Winona State averaged nearly 345 total yards and 27 points per game during an 8-4 season. The Warriors passed for 191 yards per game, rushed for 153 and scored at least 38 points on four occasions.
Flottmeyer was instrumental in the Blugolds (13-1) averaging 40.4 points on 381.6 yards per game during a second-place finish to Division 3 state runner-up West Salem in the Coulee Conference.
Flottmeyer completed 67.6 percent of his passes for 2,651 yards, 30 touchdowns and eight interceptions. The interceptions represented a career high, but four of them came in the first three games. He threw 23 touchdown passes against four interceptions over the final 10 games.
Equally comfortable in the pocket or on the move, Flottmeyer completed his career with 6,436 passing yards, 77 passing touchdowns, 428 rushing yards and 11 rushing touchdowns.
He was the perfect weapon for Aquinas offensive coordinator Steve Kramer, and the two put together offenses that produced more than 5,000 yards two straight seasons.
“The relationship we have is almost like a father and son,” Flottmeyer said. “We would go back and forth a lot where he’d put in a play, and I’d say, ‘Coach, why don’t we do this?’

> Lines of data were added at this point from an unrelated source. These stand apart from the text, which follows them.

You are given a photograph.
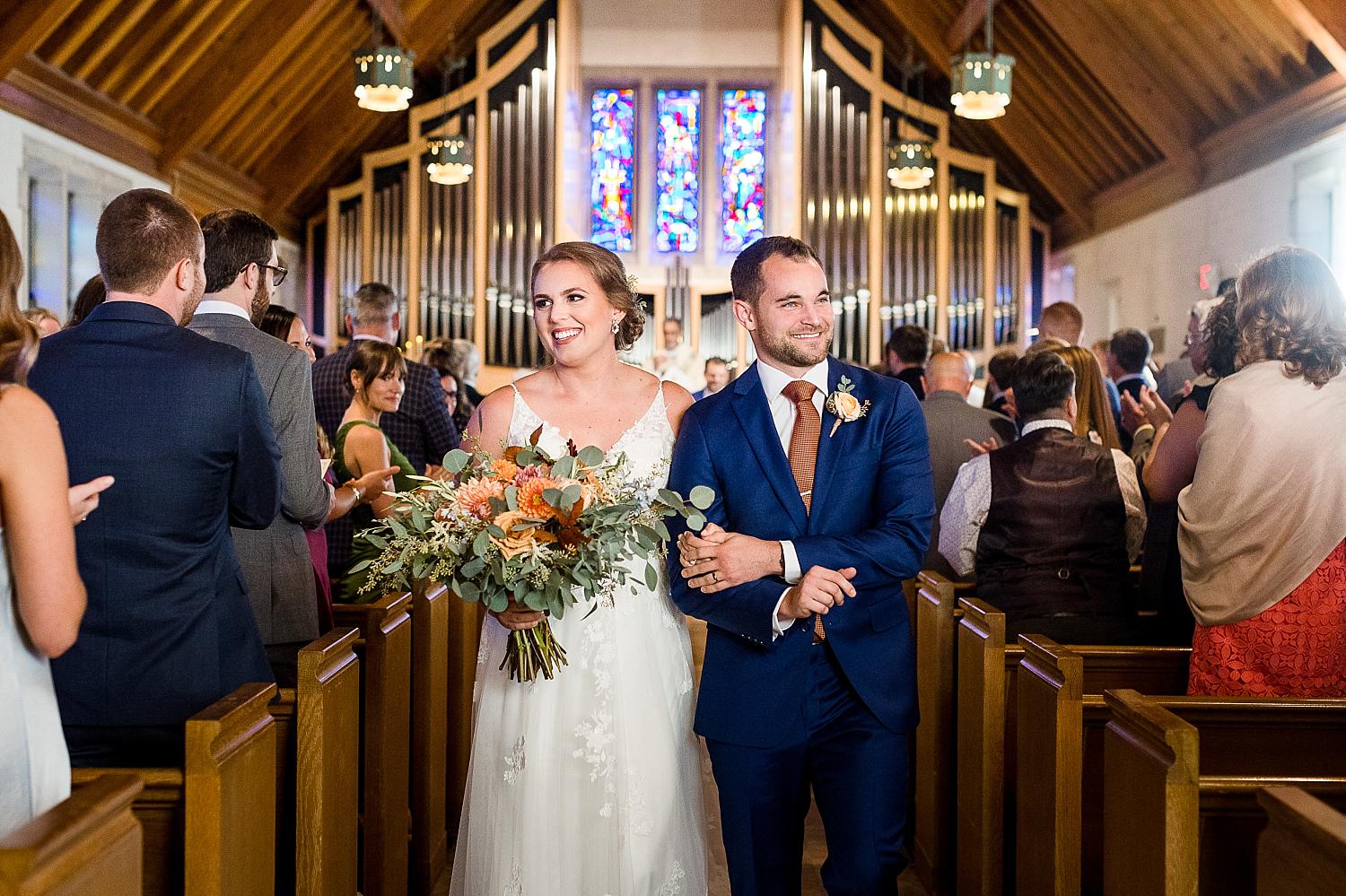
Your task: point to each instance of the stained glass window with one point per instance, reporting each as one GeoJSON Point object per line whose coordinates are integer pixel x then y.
{"type": "Point", "coordinates": [676, 171]}
{"type": "Point", "coordinates": [611, 167]}
{"type": "Point", "coordinates": [742, 167]}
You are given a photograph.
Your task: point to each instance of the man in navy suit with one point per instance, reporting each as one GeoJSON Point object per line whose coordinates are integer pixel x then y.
{"type": "Point", "coordinates": [182, 424]}
{"type": "Point", "coordinates": [809, 674]}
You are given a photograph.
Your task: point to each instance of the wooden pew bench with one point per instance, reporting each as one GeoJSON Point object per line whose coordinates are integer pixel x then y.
{"type": "Point", "coordinates": [88, 845]}
{"type": "Point", "coordinates": [384, 648]}
{"type": "Point", "coordinates": [988, 745]}
{"type": "Point", "coordinates": [1181, 783]}
{"type": "Point", "coordinates": [318, 771]}
{"type": "Point", "coordinates": [1302, 852]}
{"type": "Point", "coordinates": [209, 829]}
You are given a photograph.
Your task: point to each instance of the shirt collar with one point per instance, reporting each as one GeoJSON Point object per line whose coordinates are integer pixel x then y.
{"type": "Point", "coordinates": [1046, 424]}
{"type": "Point", "coordinates": [217, 307]}
{"type": "Point", "coordinates": [774, 381]}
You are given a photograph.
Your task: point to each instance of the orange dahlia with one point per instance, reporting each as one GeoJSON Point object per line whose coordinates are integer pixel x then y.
{"type": "Point", "coordinates": [476, 497]}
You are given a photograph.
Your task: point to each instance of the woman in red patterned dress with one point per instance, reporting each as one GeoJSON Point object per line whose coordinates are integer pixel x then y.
{"type": "Point", "coordinates": [1263, 526]}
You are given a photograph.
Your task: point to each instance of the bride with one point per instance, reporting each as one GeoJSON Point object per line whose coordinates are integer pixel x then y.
{"type": "Point", "coordinates": [587, 785]}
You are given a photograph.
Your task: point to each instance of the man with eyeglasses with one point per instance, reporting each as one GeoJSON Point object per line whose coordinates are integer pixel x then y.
{"type": "Point", "coordinates": [241, 277]}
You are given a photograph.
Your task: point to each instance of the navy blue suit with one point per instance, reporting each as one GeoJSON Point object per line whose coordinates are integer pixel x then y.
{"type": "Point", "coordinates": [785, 716]}
{"type": "Point", "coordinates": [182, 424]}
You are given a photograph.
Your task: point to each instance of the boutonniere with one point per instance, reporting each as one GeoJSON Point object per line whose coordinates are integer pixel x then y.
{"type": "Point", "coordinates": [844, 405]}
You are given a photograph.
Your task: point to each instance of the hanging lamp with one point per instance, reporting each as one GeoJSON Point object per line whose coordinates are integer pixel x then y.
{"type": "Point", "coordinates": [979, 83]}
{"type": "Point", "coordinates": [384, 74]}
{"type": "Point", "coordinates": [910, 161]}
{"type": "Point", "coordinates": [450, 153]}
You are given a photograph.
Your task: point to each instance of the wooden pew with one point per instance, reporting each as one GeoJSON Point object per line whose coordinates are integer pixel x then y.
{"type": "Point", "coordinates": [1302, 852]}
{"type": "Point", "coordinates": [431, 605]}
{"type": "Point", "coordinates": [1181, 782]}
{"type": "Point", "coordinates": [318, 758]}
{"type": "Point", "coordinates": [1060, 718]}
{"type": "Point", "coordinates": [385, 651]}
{"type": "Point", "coordinates": [88, 845]}
{"type": "Point", "coordinates": [210, 828]}
{"type": "Point", "coordinates": [988, 742]}
{"type": "Point", "coordinates": [936, 623]}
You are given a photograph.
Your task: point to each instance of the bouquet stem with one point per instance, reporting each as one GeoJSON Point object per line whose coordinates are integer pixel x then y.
{"type": "Point", "coordinates": [532, 651]}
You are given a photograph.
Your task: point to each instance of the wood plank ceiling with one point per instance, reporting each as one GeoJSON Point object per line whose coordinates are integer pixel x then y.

“He’d say, ‘OK, I see what you are saying, but how about this?’ I learned a lot from him, and I think he learned from me, too, so I think we made each other a lot better. He helped me the most by helping me learn to read defenses.”
Flottmeyer opted not to play basketball this winter to devote more time to football. He starts his days by waking up at 4:45 a.m. and heading to Three Rivers Performance – owner Eddie Hodges works with Aquinas athletes on speed and strength programs – for one workout and then throwing drills after school.
He believes arm strength plays to his benefit moving to the next level, but Flottmeyer understands the weight room and continued understanding of the offense and what opposing defenses are trying to do will play the biggest roles in potential playing time.
“I have a strong throwing arm and think I can really air it out,” Flottmeyer said. “And I think I’m a playmaker, and those are important things.”